Are you Sitting Comfortably?
Achieving a good sitting position is the result of a number of interrelated factors involving the support surface, the chair, supporting the body.
The head positioned centrally to a straight spine and shoulders facilitates interaction with people and surroundings.
Supported arms help maintain trunk and shoulder position and provide arm support for activities.
If the back and neck are in line with the pelvis this maintains a central position and ensures support for the head.
Supported and well-positioned pelvis will maintain a functional head position and avoid twisting and rotating which can cause the spine to flex and bend.
Straight, vertical pelvis assists with even weight distribution across the seat’s surface whilst maintaining the spine’s “midline”, symmetrical position ensuring that internal organs and blood supply function effectively, improving breathing and digestion.
Ramped seat angle helps to keep the pelvis upright and prevents sliding forward or “shearing” which puts stress on the skin and the muscle tissue.
Supporting the feet helps to distribute the weight of the legs onto the floor and by keeping the knees at the correct height so thighs are level, reduces pressure on the underside of the thighs allowing full circulation to lower legs and feet.

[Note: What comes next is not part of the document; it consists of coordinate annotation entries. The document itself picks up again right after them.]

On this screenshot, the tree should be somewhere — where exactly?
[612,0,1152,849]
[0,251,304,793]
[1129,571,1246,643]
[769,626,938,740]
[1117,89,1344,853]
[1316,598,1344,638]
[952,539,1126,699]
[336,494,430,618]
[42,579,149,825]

Important Elements of Good Seating
For those who have limited ability to make small changes in movement, it is important to consider “dynamic” seating. Dynamic seating has a range of adjustments to tailor the chair to the user’s physical requirements to prevent the user becoming “fixed” in the same shape as the chair they are using. It enables posture and body weight to be adjusted throughout the day to prevent pressure build up in isolated areas.
Tilt in Space
Tilt in Space enables the occupant to be tilted forwards or backwards in a chair whilst maintaining the position of the knees and hips. A resting position can be achieved whilst maintaining their posture and pelvic position. By keeping the angle between the chair seat and back at around 110°, the occupant will not slide forwards into an uncomfortable, slumped position. Tilting the body has the effect of distributing weight over a larger contact surface providing a simple and effective way to combat the build up of pressure.

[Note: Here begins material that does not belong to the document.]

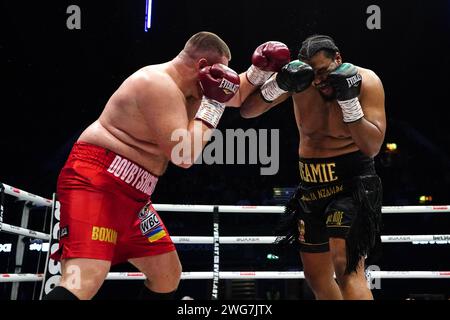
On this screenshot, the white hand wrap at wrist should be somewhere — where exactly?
[246,64,274,86]
[261,77,287,102]
[338,98,364,123]
[195,96,225,128]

Elevating Footrest or Legrest
Lymphatic and blood circulation can be reduced through age or illness. Circulation to the legs is affected by the ability of the heart and arterial system to pump blood around the legs. Lifting and straightening the knees has the effect of allowing the blood to circulate more easily, reducing the effort required by the heart and arterial systems. Raising the legs is also used to help alleviate leg oedema, a build up of fluid in the legs.
Back Angle Recline
Traditionally, the independent back recline has facilitated resting or napping and is ideal for those who are able to maintain their position independently. However, for those less physically able to sustain pelvic stability, a back angle recline in conjunction with a steeply ramped or angled seat enables the benefit of a resting position or an upright position for meal times to be realized by this user group too.
Age and disability can lead to problems getting up from furniture due to reduced muscular strength and impaired functioning of the joints. Raise facilities within furniture gently lift individuals to a standing position without significant pressure placed upon limbs and joints whilst stability and positioning is maintained by ensuring the feet remain close to the floor.
Skin and muscle tissue are constantly subjected to pressure caused by body weight or friction. The effects of these pressures will vary between individuals according to health, weight and ability to correct and change posture. Distributing body weight over a larger surface area will help reduce pressure but in acute cases the introduction of special pressure relief cushions can improve relief and help prevent the development of pressure sores.
The contact surface between user and chair has great significance. Body temperature, perspiration and tactile response are dependent on the finish and quality of the material used to upholster the chair. The practicalities of keeping a chair clean must be considered along with its appearance. Durability and wear are also important elements in choosing the right material for a chair.